When asked about how a free market supports philanthropy, Gates explained that effective governments have the capacity to implement social services and deliver necessary support to citizens, but lack the resources to improve upon goods and delivery mechanisms. Taking on the expensive risk of such innovation therefore falls to the private sector, which has a financial incentive to invest in what would otherwise become a market failure.
However, sometimes needed goods are not lucrative for private enterprise to invest in, either. Gates offered the example of anti-malarial medicine research, which proves to be an undesirable field for pharmaceutical companies to invest in due to the inability of most people in malaria-affected countries to afford these medicines at the costs required to support such an expensive research effort. This is the space in a free market where philanthropic efforts, such as those of the Bill and Melinda Gates Foundation, step in to provide research and development assistance that will hopefully produce a cheaper and more effective product. Here in America, Bill and Melinda Gates have chosen to focus their efforts on educational reform and fostering support for innovation. Attributing their own success to an American education that encouraged creativity and entrepreneurship, Gates acknowledged that his education proved useful because he operated within a system that protected his intellectual property rights. As was similarly discussed on a recent AEI panel with His Holiness the Dalai Lama, a system that enables current and future generations to sustain and improve quality of life must consider how each citizen has the opportunity to experience the joy of achievement and know their hard work amounts to something.

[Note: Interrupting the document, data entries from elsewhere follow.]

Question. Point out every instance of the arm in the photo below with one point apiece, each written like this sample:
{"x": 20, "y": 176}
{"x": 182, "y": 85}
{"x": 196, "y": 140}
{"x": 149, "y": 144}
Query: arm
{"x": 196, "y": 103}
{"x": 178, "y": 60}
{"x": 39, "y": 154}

Without establishing a system that appreciates, rewards, and protects such efforts, incentives can give way to inefficiency. Those who defend free markets point to how market exchange promotes a mutual respect for others’ talent, energy, and hard work that delivers the fruits of success to those with the resources to compete.
The obstacle lies in finite resources. How does a society create a level playing field that grants such opportunities for success to all, yet maintain the resources to compensate each achievement and foster the necessary competition to sustain the system? Reaching this balance requires a learning process unique to each country and respectful of the cultural and environmental nuances that make a free market dynamic via comparative advantage.
Where we supporters of this learning process here at CIPE come into play is by raising these issues to our partners on the ground and urging them to search for their own answers. By fostering inclusive discussions that involve local policymakers, civil society members, and private sector representatives, the spectrum of economic stakeholders can work together to answer this fundamental question: How can we improve access to opportunity for each citizen? Is it through empowering women to pursue their entrepreneurial dreams the way our partners have in Peru? Is it through improving local governance like our counterparts in Afghanistan?
By solidifying the institutions that inspire drive and creativity, crucial factors such as education, communication, and risk-taking emerge and can eventually sustain a society oriented toward local problem-solving.
Rogan Motis is a Program Assistant for the Middle East & North Africa at CIPE.